Trauma specialist Dr. Gita Baack, who authored The Inheritors: Moving Forward from Generational Trauma, says that a kind of “creative leveling” takes place during retirement. “Give yourself a break; allow yourself to go through the process. Eventually, something always comes along. Trust yourself, trust your process. Your story will grow.”
Wives, Baack says, should give their husbands the space to find themselves. By doing so, they can help their husbands work through the retirement limbo.

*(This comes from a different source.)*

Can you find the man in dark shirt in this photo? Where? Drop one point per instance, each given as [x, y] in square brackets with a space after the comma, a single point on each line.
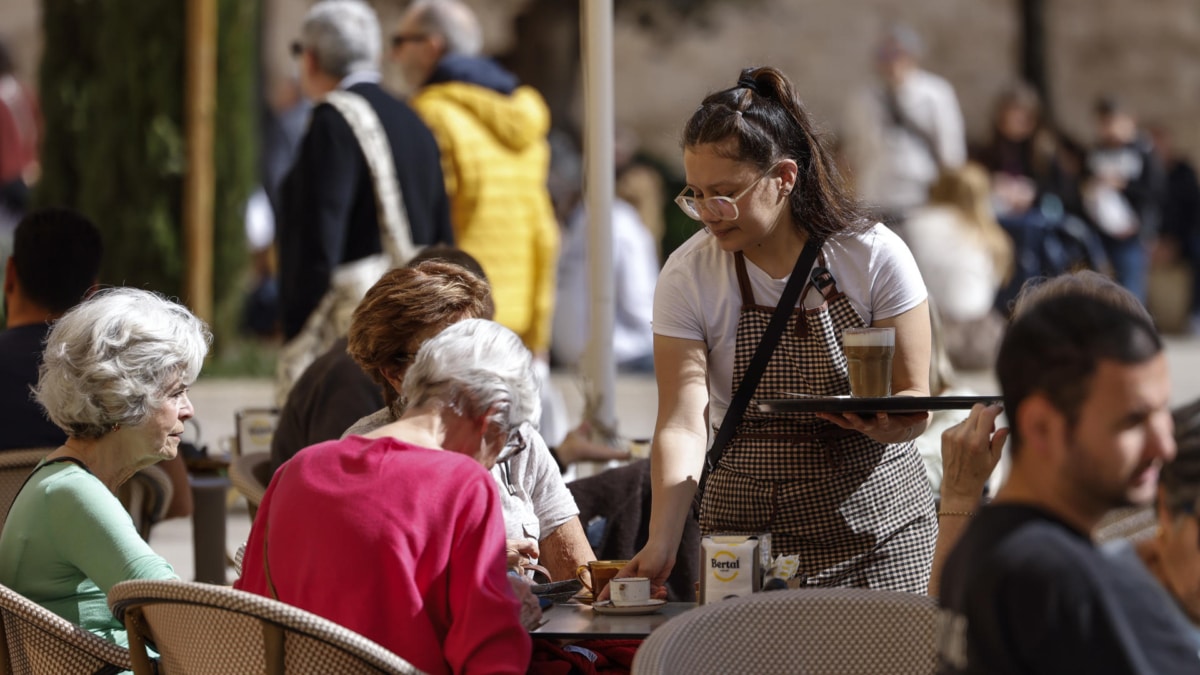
[1086, 390]
[54, 263]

“Women often feel they need to fix their husbands,” she says. “We are problem-solvers. Learn to trust them to solve their problems by themselves. Trust in G-d. Free yourself and give yourself over to the process, as well. The right opportunities will come along at the right time.” —
*Names changed to protect privacy
Back to the Beis Medrash
Many retirees seek out the beis medrash, becoming full- or part-time learners. Kollel Zichron Yaakov Meyer in Beitar, Israel, provides one such opportunity. Under the direction of Rosh Kollel Rabbi Mechel Kriger, the kollel was founded over 20 years ago when he began learning in chavrusa with his brother, after whom the kollel is named. As more men joined, it eventually grew into a substantive study group.
“We offer more than a 45-minute daf yomi shiur,” Rabbi Kriger explains. “The kollel is an interactive environment. We try to satisfy each person’s strengths.”
Besides Gemara, the kollel also learns Mishnah, halachah, Chumash, and mussar in English. It also holds siyumim for families after every masechta. That small gesture, Rabbi Kriger says, results in a feeling of achdus among the members and families. “In addition to an academic experience, the kollel is a spiritual one that helps strengthen our Yiddishkeit,” he says.